Subject responses, both the direction responses (i.e., left or right) and quantitative confidence probability judgments having a resolution of 1%, were recorded using an iPad. Before each trial, the iPad backlighting was turned off. When the trial ended, the iPad was automatically illuminated to display sliders (one on the left and one on the right) that ranged from 50 to 100%. The subject tapped on the left side of the iPad to report perceived motion to the left and tapped on the right side to report perceived motion to the right. Subjects could then move the selected slider up/down to indicate their confidence. To avoid biasing the subject's confidence responses, no indication of slider position was displayed until the subject touched the screen to indicate their confidence (i.e., no initial slider position). The subject's responses, both direction (left/right) and confidence (50 to 100%), were displayed on the screen. The subject could adjust his or her response until satisfied; they then tapped a button labeled “Confirm.” At the beginning of the testing, the subjects practiced for a few trials to be sure that they understood the task.
These human studies utilized a half-range task in which subjects used a scale between 50 and 100%, inclusive. Confidence probability judgment tasks can be full-range tasks or half-range tasks (Galvin et al. 2003; Lichtenstein et al. 1982). Full-range scales range between 0 and 100%, while half-range scales range between 50 and 100%. For our half-range task, a subject might report that they perceived negative motion and report 84% confidence. For a full-range task with the subject asked to report his or her confidence that the motion was positive, the equivalent response would be a 16% confidence that the motion was positive. To plot, model, and fit the data, we used this mathematical equivalence to convert each half-range confidence rating to a full-range rating.

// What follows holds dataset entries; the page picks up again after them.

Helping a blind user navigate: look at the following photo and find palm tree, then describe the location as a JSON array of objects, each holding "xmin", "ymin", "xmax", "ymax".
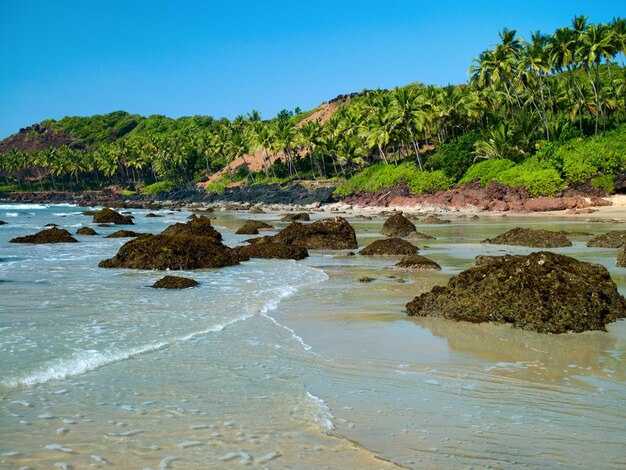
[
  {"xmin": 474, "ymin": 123, "xmax": 526, "ymax": 161},
  {"xmin": 389, "ymin": 87, "xmax": 427, "ymax": 170}
]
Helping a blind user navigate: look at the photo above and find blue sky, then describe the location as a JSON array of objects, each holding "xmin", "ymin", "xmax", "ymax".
[{"xmin": 0, "ymin": 0, "xmax": 622, "ymax": 138}]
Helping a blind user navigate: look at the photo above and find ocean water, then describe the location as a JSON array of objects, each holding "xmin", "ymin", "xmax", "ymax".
[{"xmin": 0, "ymin": 205, "xmax": 625, "ymax": 469}]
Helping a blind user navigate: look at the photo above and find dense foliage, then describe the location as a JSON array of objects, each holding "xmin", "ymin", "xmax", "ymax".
[{"xmin": 1, "ymin": 16, "xmax": 625, "ymax": 198}]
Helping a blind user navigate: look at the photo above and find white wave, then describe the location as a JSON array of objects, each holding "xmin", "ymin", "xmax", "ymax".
[
  {"xmin": 4, "ymin": 212, "xmax": 19, "ymax": 217},
  {"xmin": 305, "ymin": 391, "xmax": 335, "ymax": 430},
  {"xmin": 0, "ymin": 204, "xmax": 48, "ymax": 210}
]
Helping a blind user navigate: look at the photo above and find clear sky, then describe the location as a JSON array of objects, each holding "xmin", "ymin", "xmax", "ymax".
[{"xmin": 0, "ymin": 0, "xmax": 623, "ymax": 138}]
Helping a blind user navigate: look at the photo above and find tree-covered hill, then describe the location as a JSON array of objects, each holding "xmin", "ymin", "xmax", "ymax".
[{"xmin": 1, "ymin": 15, "xmax": 625, "ymax": 198}]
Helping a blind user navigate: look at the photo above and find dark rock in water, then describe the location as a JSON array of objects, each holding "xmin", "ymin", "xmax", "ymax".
[
  {"xmin": 105, "ymin": 230, "xmax": 145, "ymax": 238},
  {"xmin": 161, "ymin": 215, "xmax": 221, "ymax": 241},
  {"xmin": 281, "ymin": 212, "xmax": 310, "ymax": 222},
  {"xmin": 380, "ymin": 213, "xmax": 417, "ymax": 237},
  {"xmin": 44, "ymin": 223, "xmax": 59, "ymax": 227},
  {"xmin": 358, "ymin": 276, "xmax": 376, "ymax": 283},
  {"xmin": 249, "ymin": 206, "xmax": 265, "ymax": 214},
  {"xmin": 272, "ymin": 217, "xmax": 357, "ymax": 250},
  {"xmin": 98, "ymin": 223, "xmax": 112, "ymax": 227},
  {"xmin": 421, "ymin": 214, "xmax": 451, "ymax": 224},
  {"xmin": 482, "ymin": 227, "xmax": 572, "ymax": 248},
  {"xmin": 409, "ymin": 231, "xmax": 436, "ymax": 240},
  {"xmin": 360, "ymin": 238, "xmax": 419, "ymax": 256},
  {"xmin": 145, "ymin": 213, "xmax": 162, "ymax": 218},
  {"xmin": 235, "ymin": 220, "xmax": 274, "ymax": 235},
  {"xmin": 234, "ymin": 242, "xmax": 308, "ymax": 260},
  {"xmin": 76, "ymin": 227, "xmax": 98, "ymax": 236},
  {"xmin": 395, "ymin": 254, "xmax": 441, "ymax": 270},
  {"xmin": 98, "ymin": 234, "xmax": 240, "ymax": 270},
  {"xmin": 10, "ymin": 227, "xmax": 78, "ymax": 244},
  {"xmin": 0, "ymin": 220, "xmax": 7, "ymax": 225},
  {"xmin": 406, "ymin": 251, "xmax": 626, "ymax": 333},
  {"xmin": 152, "ymin": 275, "xmax": 198, "ymax": 289},
  {"xmin": 82, "ymin": 210, "xmax": 98, "ymax": 216},
  {"xmin": 587, "ymin": 231, "xmax": 626, "ymax": 248},
  {"xmin": 92, "ymin": 208, "xmax": 134, "ymax": 225}
]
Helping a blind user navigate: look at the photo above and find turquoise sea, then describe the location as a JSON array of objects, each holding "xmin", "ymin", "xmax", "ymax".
[{"xmin": 0, "ymin": 204, "xmax": 624, "ymax": 469}]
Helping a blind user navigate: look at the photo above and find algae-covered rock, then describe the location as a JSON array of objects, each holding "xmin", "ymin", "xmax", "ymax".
[
  {"xmin": 234, "ymin": 242, "xmax": 308, "ymax": 260},
  {"xmin": 98, "ymin": 234, "xmax": 240, "ymax": 270},
  {"xmin": 272, "ymin": 217, "xmax": 357, "ymax": 250},
  {"xmin": 482, "ymin": 227, "xmax": 572, "ymax": 248},
  {"xmin": 359, "ymin": 238, "xmax": 419, "ymax": 256},
  {"xmin": 235, "ymin": 220, "xmax": 274, "ymax": 235},
  {"xmin": 76, "ymin": 227, "xmax": 98, "ymax": 236},
  {"xmin": 380, "ymin": 213, "xmax": 417, "ymax": 237},
  {"xmin": 10, "ymin": 227, "xmax": 78, "ymax": 244},
  {"xmin": 586, "ymin": 231, "xmax": 626, "ymax": 248},
  {"xmin": 281, "ymin": 212, "xmax": 310, "ymax": 221},
  {"xmin": 249, "ymin": 206, "xmax": 265, "ymax": 214},
  {"xmin": 358, "ymin": 276, "xmax": 376, "ymax": 283},
  {"xmin": 422, "ymin": 214, "xmax": 451, "ymax": 224},
  {"xmin": 407, "ymin": 251, "xmax": 626, "ymax": 333},
  {"xmin": 408, "ymin": 231, "xmax": 436, "ymax": 240},
  {"xmin": 161, "ymin": 215, "xmax": 222, "ymax": 241},
  {"xmin": 92, "ymin": 208, "xmax": 134, "ymax": 225},
  {"xmin": 105, "ymin": 230, "xmax": 146, "ymax": 238},
  {"xmin": 152, "ymin": 275, "xmax": 198, "ymax": 289},
  {"xmin": 617, "ymin": 248, "xmax": 626, "ymax": 267},
  {"xmin": 395, "ymin": 254, "xmax": 441, "ymax": 270}
]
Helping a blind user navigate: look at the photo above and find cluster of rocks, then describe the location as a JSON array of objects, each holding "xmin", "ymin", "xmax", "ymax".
[{"xmin": 342, "ymin": 181, "xmax": 613, "ymax": 213}]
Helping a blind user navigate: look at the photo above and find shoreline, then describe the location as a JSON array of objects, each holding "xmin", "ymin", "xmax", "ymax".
[{"xmin": 3, "ymin": 188, "xmax": 626, "ymax": 222}]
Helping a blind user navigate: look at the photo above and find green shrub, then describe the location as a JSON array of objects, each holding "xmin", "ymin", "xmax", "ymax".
[
  {"xmin": 459, "ymin": 159, "xmax": 515, "ymax": 186},
  {"xmin": 334, "ymin": 162, "xmax": 417, "ymax": 196},
  {"xmin": 590, "ymin": 174, "xmax": 615, "ymax": 194},
  {"xmin": 407, "ymin": 170, "xmax": 454, "ymax": 194},
  {"xmin": 120, "ymin": 189, "xmax": 136, "ymax": 196},
  {"xmin": 496, "ymin": 166, "xmax": 566, "ymax": 197},
  {"xmin": 141, "ymin": 181, "xmax": 175, "ymax": 195},
  {"xmin": 425, "ymin": 132, "xmax": 479, "ymax": 181}
]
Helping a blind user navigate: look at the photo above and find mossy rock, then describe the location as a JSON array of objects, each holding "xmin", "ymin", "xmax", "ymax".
[
  {"xmin": 272, "ymin": 217, "xmax": 357, "ymax": 250},
  {"xmin": 586, "ymin": 231, "xmax": 626, "ymax": 248},
  {"xmin": 421, "ymin": 214, "xmax": 451, "ymax": 224},
  {"xmin": 380, "ymin": 213, "xmax": 417, "ymax": 237},
  {"xmin": 395, "ymin": 254, "xmax": 441, "ymax": 270},
  {"xmin": 10, "ymin": 227, "xmax": 78, "ymax": 244},
  {"xmin": 408, "ymin": 231, "xmax": 436, "ymax": 240},
  {"xmin": 281, "ymin": 212, "xmax": 310, "ymax": 221},
  {"xmin": 152, "ymin": 275, "xmax": 198, "ymax": 289},
  {"xmin": 81, "ymin": 210, "xmax": 98, "ymax": 216},
  {"xmin": 360, "ymin": 238, "xmax": 419, "ymax": 256},
  {"xmin": 161, "ymin": 215, "xmax": 222, "ymax": 241},
  {"xmin": 98, "ymin": 234, "xmax": 241, "ymax": 270},
  {"xmin": 236, "ymin": 220, "xmax": 274, "ymax": 235},
  {"xmin": 407, "ymin": 251, "xmax": 626, "ymax": 334},
  {"xmin": 358, "ymin": 276, "xmax": 376, "ymax": 283},
  {"xmin": 105, "ymin": 230, "xmax": 146, "ymax": 238},
  {"xmin": 617, "ymin": 248, "xmax": 626, "ymax": 267},
  {"xmin": 92, "ymin": 208, "xmax": 134, "ymax": 225},
  {"xmin": 76, "ymin": 227, "xmax": 98, "ymax": 236},
  {"xmin": 234, "ymin": 242, "xmax": 308, "ymax": 260},
  {"xmin": 482, "ymin": 227, "xmax": 572, "ymax": 248},
  {"xmin": 249, "ymin": 206, "xmax": 265, "ymax": 214}
]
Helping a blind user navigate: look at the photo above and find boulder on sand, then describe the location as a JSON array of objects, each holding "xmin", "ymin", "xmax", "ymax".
[
  {"xmin": 105, "ymin": 230, "xmax": 146, "ymax": 238},
  {"xmin": 407, "ymin": 251, "xmax": 626, "ymax": 333},
  {"xmin": 76, "ymin": 227, "xmax": 98, "ymax": 235},
  {"xmin": 395, "ymin": 254, "xmax": 441, "ymax": 270},
  {"xmin": 152, "ymin": 275, "xmax": 198, "ymax": 289},
  {"xmin": 10, "ymin": 227, "xmax": 78, "ymax": 244},
  {"xmin": 92, "ymin": 208, "xmax": 134, "ymax": 225},
  {"xmin": 234, "ymin": 242, "xmax": 308, "ymax": 260},
  {"xmin": 236, "ymin": 220, "xmax": 274, "ymax": 235},
  {"xmin": 161, "ymin": 215, "xmax": 222, "ymax": 241},
  {"xmin": 380, "ymin": 212, "xmax": 417, "ymax": 237},
  {"xmin": 482, "ymin": 227, "xmax": 572, "ymax": 248},
  {"xmin": 359, "ymin": 238, "xmax": 419, "ymax": 256},
  {"xmin": 272, "ymin": 217, "xmax": 357, "ymax": 250},
  {"xmin": 586, "ymin": 231, "xmax": 626, "ymax": 248},
  {"xmin": 98, "ymin": 234, "xmax": 241, "ymax": 270}
]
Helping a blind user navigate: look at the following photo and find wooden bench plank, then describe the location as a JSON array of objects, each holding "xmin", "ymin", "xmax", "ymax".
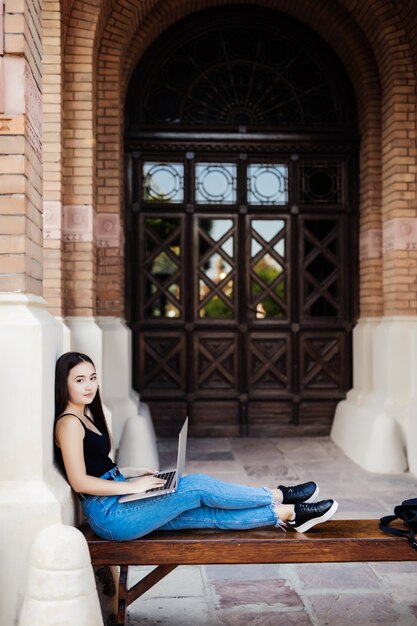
[
  {"xmin": 81, "ymin": 520, "xmax": 417, "ymax": 566},
  {"xmin": 81, "ymin": 520, "xmax": 416, "ymax": 626}
]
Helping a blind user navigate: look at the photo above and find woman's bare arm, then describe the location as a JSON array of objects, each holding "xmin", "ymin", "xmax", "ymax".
[{"xmin": 56, "ymin": 416, "xmax": 165, "ymax": 496}]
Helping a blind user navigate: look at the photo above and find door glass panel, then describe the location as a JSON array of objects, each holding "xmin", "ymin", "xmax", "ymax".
[
  {"xmin": 200, "ymin": 294, "xmax": 234, "ymax": 319},
  {"xmin": 198, "ymin": 218, "xmax": 236, "ymax": 318},
  {"xmin": 143, "ymin": 216, "xmax": 182, "ymax": 318},
  {"xmin": 143, "ymin": 162, "xmax": 184, "ymax": 203},
  {"xmin": 253, "ymin": 254, "xmax": 283, "ymax": 284},
  {"xmin": 247, "ymin": 164, "xmax": 288, "ymax": 205},
  {"xmin": 249, "ymin": 218, "xmax": 287, "ymax": 319},
  {"xmin": 151, "ymin": 251, "xmax": 178, "ymax": 276},
  {"xmin": 145, "ymin": 298, "xmax": 180, "ymax": 318},
  {"xmin": 204, "ymin": 253, "xmax": 232, "ymax": 283},
  {"xmin": 145, "ymin": 217, "xmax": 180, "ymax": 253},
  {"xmin": 251, "ymin": 220, "xmax": 285, "ymax": 257},
  {"xmin": 195, "ymin": 163, "xmax": 237, "ymax": 204}
]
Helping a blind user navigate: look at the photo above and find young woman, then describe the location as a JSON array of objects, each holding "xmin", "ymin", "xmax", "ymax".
[{"xmin": 54, "ymin": 352, "xmax": 338, "ymax": 541}]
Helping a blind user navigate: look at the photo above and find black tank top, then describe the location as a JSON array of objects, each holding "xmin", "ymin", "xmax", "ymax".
[{"xmin": 54, "ymin": 413, "xmax": 116, "ymax": 479}]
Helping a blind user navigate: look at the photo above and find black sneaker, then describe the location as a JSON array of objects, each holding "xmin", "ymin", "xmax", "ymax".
[
  {"xmin": 288, "ymin": 499, "xmax": 339, "ymax": 533},
  {"xmin": 278, "ymin": 481, "xmax": 319, "ymax": 505}
]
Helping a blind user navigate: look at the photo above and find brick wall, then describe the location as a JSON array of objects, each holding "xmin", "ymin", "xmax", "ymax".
[{"xmin": 0, "ymin": 0, "xmax": 42, "ymax": 294}]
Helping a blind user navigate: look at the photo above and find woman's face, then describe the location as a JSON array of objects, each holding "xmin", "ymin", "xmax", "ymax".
[{"xmin": 67, "ymin": 361, "xmax": 98, "ymax": 407}]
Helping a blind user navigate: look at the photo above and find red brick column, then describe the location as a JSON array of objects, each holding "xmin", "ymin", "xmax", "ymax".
[{"xmin": 0, "ymin": 0, "xmax": 42, "ymax": 294}]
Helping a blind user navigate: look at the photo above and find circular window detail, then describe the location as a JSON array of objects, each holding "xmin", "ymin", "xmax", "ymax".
[{"xmin": 300, "ymin": 163, "xmax": 343, "ymax": 205}]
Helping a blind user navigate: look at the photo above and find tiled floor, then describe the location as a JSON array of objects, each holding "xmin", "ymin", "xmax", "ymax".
[{"xmin": 127, "ymin": 437, "xmax": 417, "ymax": 626}]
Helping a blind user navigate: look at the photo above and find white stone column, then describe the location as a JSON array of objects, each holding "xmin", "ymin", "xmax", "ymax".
[
  {"xmin": 65, "ymin": 316, "xmax": 105, "ymax": 380},
  {"xmin": 0, "ymin": 295, "xmax": 75, "ymax": 626},
  {"xmin": 331, "ymin": 317, "xmax": 417, "ymax": 473},
  {"xmin": 96, "ymin": 316, "xmax": 139, "ymax": 444},
  {"xmin": 64, "ymin": 316, "xmax": 115, "ymax": 452},
  {"xmin": 405, "ymin": 325, "xmax": 417, "ymax": 475},
  {"xmin": 97, "ymin": 316, "xmax": 159, "ymax": 469}
]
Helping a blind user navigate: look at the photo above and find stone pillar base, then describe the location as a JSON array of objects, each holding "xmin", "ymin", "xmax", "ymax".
[
  {"xmin": 331, "ymin": 317, "xmax": 417, "ymax": 474},
  {"xmin": 332, "ymin": 401, "xmax": 406, "ymax": 473},
  {"xmin": 18, "ymin": 524, "xmax": 103, "ymax": 626}
]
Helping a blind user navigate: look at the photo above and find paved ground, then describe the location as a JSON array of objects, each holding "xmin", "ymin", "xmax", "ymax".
[{"xmin": 127, "ymin": 436, "xmax": 417, "ymax": 625}]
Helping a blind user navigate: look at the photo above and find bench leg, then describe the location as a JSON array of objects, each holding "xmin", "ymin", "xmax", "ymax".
[
  {"xmin": 117, "ymin": 564, "xmax": 178, "ymax": 626},
  {"xmin": 117, "ymin": 565, "xmax": 128, "ymax": 626}
]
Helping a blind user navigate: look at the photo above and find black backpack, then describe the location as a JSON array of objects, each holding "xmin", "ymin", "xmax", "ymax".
[{"xmin": 379, "ymin": 498, "xmax": 417, "ymax": 550}]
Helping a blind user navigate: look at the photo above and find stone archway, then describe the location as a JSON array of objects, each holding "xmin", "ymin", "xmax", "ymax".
[{"xmin": 123, "ymin": 6, "xmax": 360, "ymax": 436}]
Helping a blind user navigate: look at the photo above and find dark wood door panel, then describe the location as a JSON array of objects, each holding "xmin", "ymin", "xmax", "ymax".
[
  {"xmin": 298, "ymin": 400, "xmax": 339, "ymax": 434},
  {"xmin": 191, "ymin": 401, "xmax": 241, "ymax": 436},
  {"xmin": 194, "ymin": 331, "xmax": 239, "ymax": 396},
  {"xmin": 299, "ymin": 215, "xmax": 345, "ymax": 322},
  {"xmin": 299, "ymin": 330, "xmax": 348, "ymax": 396},
  {"xmin": 138, "ymin": 331, "xmax": 186, "ymax": 396},
  {"xmin": 247, "ymin": 332, "xmax": 291, "ymax": 398},
  {"xmin": 247, "ymin": 401, "xmax": 293, "ymax": 436},
  {"xmin": 146, "ymin": 401, "xmax": 188, "ymax": 437}
]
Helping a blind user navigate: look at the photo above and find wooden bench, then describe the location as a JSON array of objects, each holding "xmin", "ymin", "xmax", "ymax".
[{"xmin": 80, "ymin": 519, "xmax": 416, "ymax": 626}]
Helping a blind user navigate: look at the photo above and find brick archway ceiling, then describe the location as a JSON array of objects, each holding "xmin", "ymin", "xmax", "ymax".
[
  {"xmin": 64, "ymin": 0, "xmax": 417, "ymax": 213},
  {"xmin": 100, "ymin": 0, "xmax": 382, "ymax": 130},
  {"xmin": 91, "ymin": 0, "xmax": 385, "ymax": 238},
  {"xmin": 63, "ymin": 0, "xmax": 415, "ymax": 217},
  {"xmin": 62, "ymin": 0, "xmax": 417, "ymax": 318},
  {"xmin": 92, "ymin": 0, "xmax": 383, "ymax": 194}
]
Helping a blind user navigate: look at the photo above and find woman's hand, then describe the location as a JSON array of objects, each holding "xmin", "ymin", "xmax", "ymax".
[{"xmin": 127, "ymin": 475, "xmax": 166, "ymax": 494}]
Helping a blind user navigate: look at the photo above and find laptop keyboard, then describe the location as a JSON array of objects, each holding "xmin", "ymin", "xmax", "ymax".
[{"xmin": 146, "ymin": 470, "xmax": 176, "ymax": 493}]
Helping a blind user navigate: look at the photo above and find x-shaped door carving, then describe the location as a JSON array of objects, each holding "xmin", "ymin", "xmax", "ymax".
[{"xmin": 302, "ymin": 219, "xmax": 340, "ymax": 318}]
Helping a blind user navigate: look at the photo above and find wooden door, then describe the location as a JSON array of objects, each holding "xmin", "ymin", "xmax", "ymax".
[
  {"xmin": 128, "ymin": 155, "xmax": 356, "ymax": 436},
  {"xmin": 124, "ymin": 8, "xmax": 358, "ymax": 436}
]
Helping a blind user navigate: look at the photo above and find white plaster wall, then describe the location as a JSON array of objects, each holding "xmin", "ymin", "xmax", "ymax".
[
  {"xmin": 65, "ymin": 316, "xmax": 115, "ymax": 445},
  {"xmin": 404, "ymin": 324, "xmax": 417, "ymax": 475},
  {"xmin": 65, "ymin": 316, "xmax": 105, "ymax": 382},
  {"xmin": 96, "ymin": 316, "xmax": 140, "ymax": 445},
  {"xmin": 0, "ymin": 295, "xmax": 75, "ymax": 626},
  {"xmin": 332, "ymin": 317, "xmax": 417, "ymax": 474},
  {"xmin": 97, "ymin": 316, "xmax": 159, "ymax": 469}
]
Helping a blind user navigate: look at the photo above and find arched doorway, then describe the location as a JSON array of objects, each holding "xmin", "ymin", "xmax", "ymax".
[{"xmin": 124, "ymin": 7, "xmax": 358, "ymax": 437}]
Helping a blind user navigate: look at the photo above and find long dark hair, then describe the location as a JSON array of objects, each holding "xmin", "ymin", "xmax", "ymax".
[{"xmin": 54, "ymin": 352, "xmax": 110, "ymax": 438}]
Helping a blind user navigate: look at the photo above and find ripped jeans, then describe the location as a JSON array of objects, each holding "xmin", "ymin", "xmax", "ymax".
[{"xmin": 81, "ymin": 467, "xmax": 280, "ymax": 541}]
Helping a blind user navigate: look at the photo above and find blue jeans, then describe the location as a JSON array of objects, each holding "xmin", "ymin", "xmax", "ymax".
[{"xmin": 81, "ymin": 467, "xmax": 280, "ymax": 541}]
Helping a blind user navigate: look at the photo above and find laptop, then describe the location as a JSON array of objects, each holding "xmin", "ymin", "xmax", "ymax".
[{"xmin": 118, "ymin": 417, "xmax": 188, "ymax": 503}]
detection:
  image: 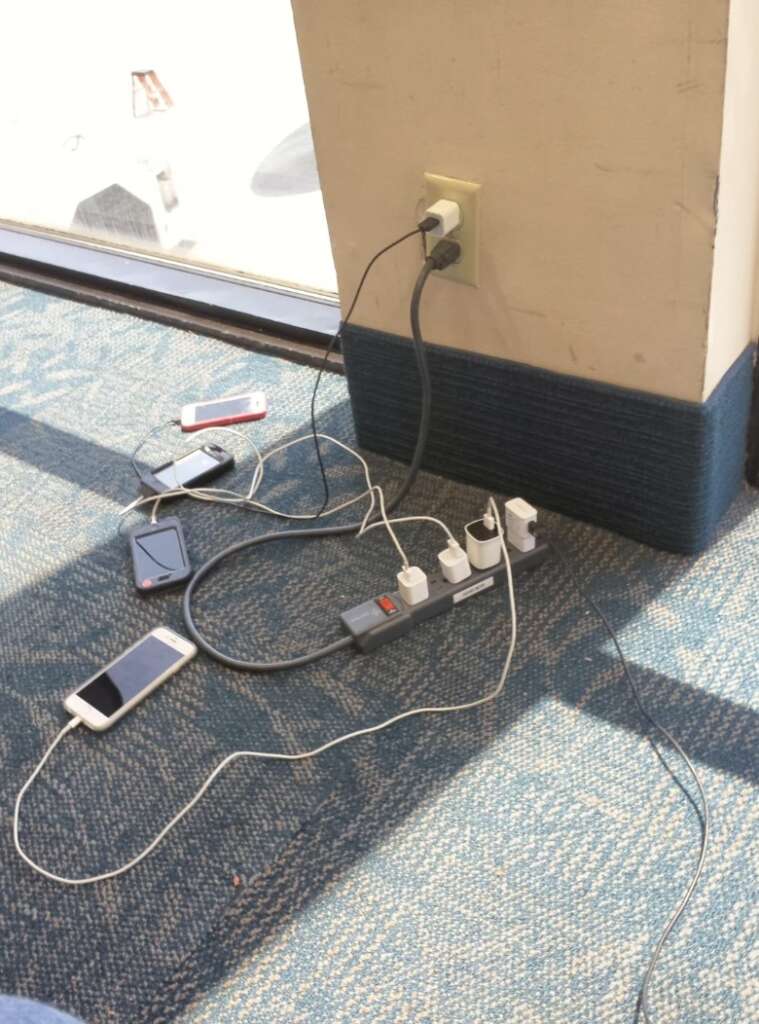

Subject instructions emphasized that the motion direction would be selected randomly and that the directions of previous motions would have no impact on the next motion direction. Instructions also emphasized that we had no expectation regarding how their confidence assessments would be distributed and that it was important that they report the confidence that they experienced for each specific trial. Subjects were specifically informed that “…if you are guessing much of the time, this is OK, and if you are very certain much of the time, this is OK, too.” Subjects were not ever provided any information regarding their confidence indications. During the initial training that never exceeded 10 practice trials, subjects were informed whether their left/right responses were correct or incorrect. During test sessions, subjects were never informed whether their responses were correct or incorrect.
Four healthy human subjects (2 male, 2 female, 26–34 yr old) were each tested on 6 different days. Informed consent was obtained from all subjects before participation in the study. The study was approved by the local ethics committee and was performed in accordance with the ethical standards laid down in the 1964 Declaration of Helsinki.
An author (Y. Yi) participated as one of the subjects. Since the computer randomized the motion direction for each trial just before the trial and since the adaptive staircase targets stimuli where all subjects should get ∼20% of the trials incorrect, this subject did not have information to guide his binary reports or confidence judgments on each individual trial. More importantly, as noted in the results, this subject's responses did not differ from the other subjects in any noticeable manner.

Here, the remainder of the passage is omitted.